Writing is, of course, often a balm. While I was working up the History section of the core rulebook for Chancers or plotting out the beats of a short screenplay I didn’t have much brainspace for other stuff. My coping mechanisms are not the greatest, but my line of work affords me something like consolation or even comfort more often than not.
The catch, alas, is that the heartline of my vocation is seeing to the needs of my students, many of whom are understandably apprehensive about the implications of the election. I have about a half dozen transgender students in my classes this term, all of whom were keenly aware of the ways in which the President-elect’s campaign leaned heavily on anti-transgender messaging in its closing days, and I have a goodly number of young women who’ve found themselves bombarded with some appalling misogynistic messaging of late in public forums.
My critical focus in English Studies is narrative ethics, which yields equivocal comforts at best. At one level there are existing tools for shaming and shunning bad actors at the localized level, which often makes for a strong if limited proof of the power of consequential ethics, but virtue and deontological ethics are a train wreck these days.
I’m inclined toward the ethics of care, which comes with a host of complications all its own. I think it’s a first resort for many folks, as we can seek out the solace of our friends and loved ones to take some initial steps toward recuperation, but it also reminds me of my own limits, given my subject position and limited abilities as a prospective caregiver.
I feel like I can offer a bit of support in terms of my own cranial health, which is a dicey star to steer by. In the suspenseful run-up to the election I spent a great deal of time using brainwave entrainment sessions to keep myself more or less mellow–which takes some doing on under the best of circumstances. I’d like to think some folks would benefit from that practice as well, so here it be.

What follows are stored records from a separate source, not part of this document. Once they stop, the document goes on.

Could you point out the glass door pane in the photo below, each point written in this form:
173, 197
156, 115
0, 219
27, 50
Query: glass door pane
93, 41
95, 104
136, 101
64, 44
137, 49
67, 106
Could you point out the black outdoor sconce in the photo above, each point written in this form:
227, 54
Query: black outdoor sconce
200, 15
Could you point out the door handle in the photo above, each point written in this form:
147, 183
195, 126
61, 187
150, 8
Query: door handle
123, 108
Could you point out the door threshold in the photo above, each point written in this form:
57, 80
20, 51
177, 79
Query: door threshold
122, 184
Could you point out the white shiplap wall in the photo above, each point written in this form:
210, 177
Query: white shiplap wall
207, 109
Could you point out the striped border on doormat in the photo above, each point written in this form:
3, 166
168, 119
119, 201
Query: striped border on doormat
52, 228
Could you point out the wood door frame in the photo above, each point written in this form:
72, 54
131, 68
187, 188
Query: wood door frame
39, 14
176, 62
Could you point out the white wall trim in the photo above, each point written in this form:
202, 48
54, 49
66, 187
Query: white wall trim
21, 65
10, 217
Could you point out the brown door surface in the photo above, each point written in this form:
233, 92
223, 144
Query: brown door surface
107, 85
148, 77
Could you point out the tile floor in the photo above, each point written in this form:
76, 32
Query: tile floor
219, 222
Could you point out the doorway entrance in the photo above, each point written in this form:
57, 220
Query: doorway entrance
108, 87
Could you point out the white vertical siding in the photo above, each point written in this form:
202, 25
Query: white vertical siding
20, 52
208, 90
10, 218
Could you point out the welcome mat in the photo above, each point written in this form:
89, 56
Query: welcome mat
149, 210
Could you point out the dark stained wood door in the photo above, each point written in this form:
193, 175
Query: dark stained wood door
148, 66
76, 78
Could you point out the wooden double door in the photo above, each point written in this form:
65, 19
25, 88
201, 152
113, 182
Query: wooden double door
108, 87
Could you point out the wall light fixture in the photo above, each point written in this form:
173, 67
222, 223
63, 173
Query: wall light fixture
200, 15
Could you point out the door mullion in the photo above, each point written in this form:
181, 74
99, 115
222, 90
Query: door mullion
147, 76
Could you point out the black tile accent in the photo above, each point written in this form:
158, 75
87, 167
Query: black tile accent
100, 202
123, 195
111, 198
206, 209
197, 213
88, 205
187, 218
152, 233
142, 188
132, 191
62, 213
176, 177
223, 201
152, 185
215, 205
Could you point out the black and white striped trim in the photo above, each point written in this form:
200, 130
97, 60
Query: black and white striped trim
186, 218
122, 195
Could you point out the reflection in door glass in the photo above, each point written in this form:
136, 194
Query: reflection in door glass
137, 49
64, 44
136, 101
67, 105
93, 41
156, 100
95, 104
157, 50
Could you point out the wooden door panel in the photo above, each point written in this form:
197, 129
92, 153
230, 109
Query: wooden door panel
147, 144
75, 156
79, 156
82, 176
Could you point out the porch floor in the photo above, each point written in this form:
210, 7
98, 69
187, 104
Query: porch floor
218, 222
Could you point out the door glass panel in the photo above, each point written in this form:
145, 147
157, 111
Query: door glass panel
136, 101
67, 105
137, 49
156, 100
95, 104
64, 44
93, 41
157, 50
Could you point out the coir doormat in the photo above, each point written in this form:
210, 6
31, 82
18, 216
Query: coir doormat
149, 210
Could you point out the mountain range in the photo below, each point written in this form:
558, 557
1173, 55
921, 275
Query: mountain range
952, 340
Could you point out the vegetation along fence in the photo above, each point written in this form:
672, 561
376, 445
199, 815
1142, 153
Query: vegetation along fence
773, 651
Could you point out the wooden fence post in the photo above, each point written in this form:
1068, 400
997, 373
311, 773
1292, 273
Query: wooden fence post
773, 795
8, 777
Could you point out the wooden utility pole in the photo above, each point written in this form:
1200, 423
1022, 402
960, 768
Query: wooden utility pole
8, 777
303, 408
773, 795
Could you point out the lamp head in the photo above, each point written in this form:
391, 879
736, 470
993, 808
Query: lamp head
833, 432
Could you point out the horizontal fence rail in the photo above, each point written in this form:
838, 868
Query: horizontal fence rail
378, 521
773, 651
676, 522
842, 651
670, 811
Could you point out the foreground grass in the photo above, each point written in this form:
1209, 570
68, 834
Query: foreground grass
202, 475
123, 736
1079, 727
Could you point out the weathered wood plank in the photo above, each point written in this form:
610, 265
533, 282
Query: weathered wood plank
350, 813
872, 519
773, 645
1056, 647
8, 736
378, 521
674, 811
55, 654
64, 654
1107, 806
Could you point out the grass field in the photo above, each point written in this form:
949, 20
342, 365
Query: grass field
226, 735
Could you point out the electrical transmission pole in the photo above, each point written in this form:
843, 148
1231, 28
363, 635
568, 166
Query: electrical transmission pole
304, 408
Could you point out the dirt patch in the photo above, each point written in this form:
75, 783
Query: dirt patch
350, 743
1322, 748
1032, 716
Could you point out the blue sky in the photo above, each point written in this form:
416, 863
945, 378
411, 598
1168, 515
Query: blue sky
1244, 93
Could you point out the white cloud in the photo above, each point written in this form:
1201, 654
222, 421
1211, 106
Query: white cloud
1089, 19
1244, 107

My entrainment tech is pretty fancy, but I know folks in the hypnosis community who lean heavily on binaural beats to approximate the effects I’m after. All I do is set my device for a descent into theta waves and fix in my memory a simple three-word mantra that describes how I’d like my brain to be. As I run the program I keep repeating the words or phrase I want to stick; one of the fascinating phenomena of the process is hearing my own inner voice fade out and fade back in. Spotify and YouTube both have pretty sizable arrays of theta wave entrainment files, some of which span 10-12 hours. I experience good effects from a couple repetitions of 30-minute files, so perhaps the folk out there who could use a little relief will find the prospect and a date with their earbuds worth a go.